Running time: 11m 03s
Source film:  16mm; color; b&w; sound
Year: 1940
Production: Jam Handy Organization

Sponsor: Angstein (S.) & Company
Narration: Bill Stern

Whether you’re browsing in-store or online, most ski jackets you’ll find are probably made out of some combination of nylon and polyester. It might have synthetic insulation (e.g., Thinsulate) for warmth and seam taping and some sort of hydrophobic coating to help waterproof it. On the other hand, if you’re seeking winter wardrobe that consists of flannel or poplin, I can only conclude that you’re a time traveler from the 1930s or 1940s. And if that’s the case, shouldn’t you use your time traveling skills to go back and prevent Hitler’s parents from meeting?

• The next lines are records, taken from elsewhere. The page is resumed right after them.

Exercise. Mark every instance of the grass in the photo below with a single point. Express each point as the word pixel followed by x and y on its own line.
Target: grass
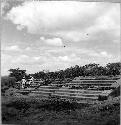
pixel 27 111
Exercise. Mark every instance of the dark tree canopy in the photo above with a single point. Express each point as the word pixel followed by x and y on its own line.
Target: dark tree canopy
pixel 17 73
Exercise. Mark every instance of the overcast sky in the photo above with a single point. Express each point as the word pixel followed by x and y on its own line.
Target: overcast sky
pixel 56 35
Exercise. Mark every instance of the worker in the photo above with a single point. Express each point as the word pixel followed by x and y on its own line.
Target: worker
pixel 23 82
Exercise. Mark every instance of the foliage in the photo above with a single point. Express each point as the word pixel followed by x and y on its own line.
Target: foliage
pixel 7 81
pixel 93 70
pixel 17 73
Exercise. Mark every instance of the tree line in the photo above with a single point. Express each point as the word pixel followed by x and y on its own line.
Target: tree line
pixel 93 70
pixel 89 70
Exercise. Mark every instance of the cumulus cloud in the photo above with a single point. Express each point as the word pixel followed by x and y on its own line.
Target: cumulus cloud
pixel 12 48
pixel 52 41
pixel 69 19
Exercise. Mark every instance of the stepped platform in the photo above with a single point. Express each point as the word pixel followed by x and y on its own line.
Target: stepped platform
pixel 82 95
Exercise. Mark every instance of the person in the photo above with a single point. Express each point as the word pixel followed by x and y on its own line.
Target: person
pixel 23 82
pixel 31 80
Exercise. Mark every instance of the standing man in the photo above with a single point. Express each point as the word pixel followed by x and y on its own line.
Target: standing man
pixel 23 82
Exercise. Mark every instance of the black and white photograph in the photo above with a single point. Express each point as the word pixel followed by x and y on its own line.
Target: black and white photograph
pixel 60 62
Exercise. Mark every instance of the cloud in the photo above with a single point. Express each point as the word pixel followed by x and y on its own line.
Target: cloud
pixel 12 48
pixel 47 16
pixel 28 48
pixel 54 41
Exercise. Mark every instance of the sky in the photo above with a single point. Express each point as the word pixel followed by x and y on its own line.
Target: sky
pixel 54 35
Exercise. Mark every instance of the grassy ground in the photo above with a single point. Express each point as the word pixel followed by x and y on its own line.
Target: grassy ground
pixel 26 111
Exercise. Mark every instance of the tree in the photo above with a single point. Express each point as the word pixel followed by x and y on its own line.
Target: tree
pixel 17 73
pixel 113 69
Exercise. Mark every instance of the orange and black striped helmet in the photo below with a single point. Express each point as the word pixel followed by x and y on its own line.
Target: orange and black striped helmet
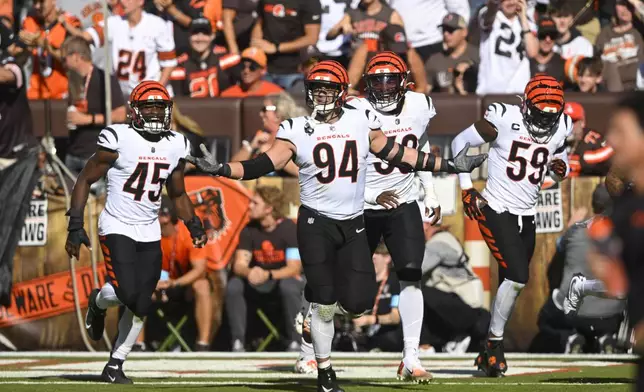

This 1940 film was produced by the Jam Handy Organization for Sacony — no, not Saucony, Sacony! — just four years after downhill (alpine) skiing made its debut in the 1936 Winter Olympics (and was subsequently skipped in the 1940 Olympics due to controversy about rules barring ski instructors from competing). The sport was also apparently so new to the popular consciousness that it necessitated a three-minute primer in this film about “the ancient sport of the Vikings brought up to date,” featuring plenty of spills, jumps, and snow-carving. This introductory segment of the film is presented in black-and-white before an awkward title card prepares viewers for skiing and skating fashions, in “all the loveliness of natural color.” That’s right: this is the Wizard of Oz of promotional winter fashion films.

The only thing more awkward than the film’s cut-and-paste approach — Godfrey Ho would like his modus operandi back, thank you very much — is the baldly sexist narration that fawns over the “typical feminine enthusiasm” of female skiiers, the Sacony ski jackets that “hug the figure” and never pull up, and “padded shoulders that won’t let the skiis slip off when there’s no man around to carry them.” This narrow focus on how the clothing looks to the external gaze, with only vague assurances of silly functional notions like warmth and weatherproofing, may help us understand why Sacony is no longer in the women’s winter sportswear game, or even the profitable business game.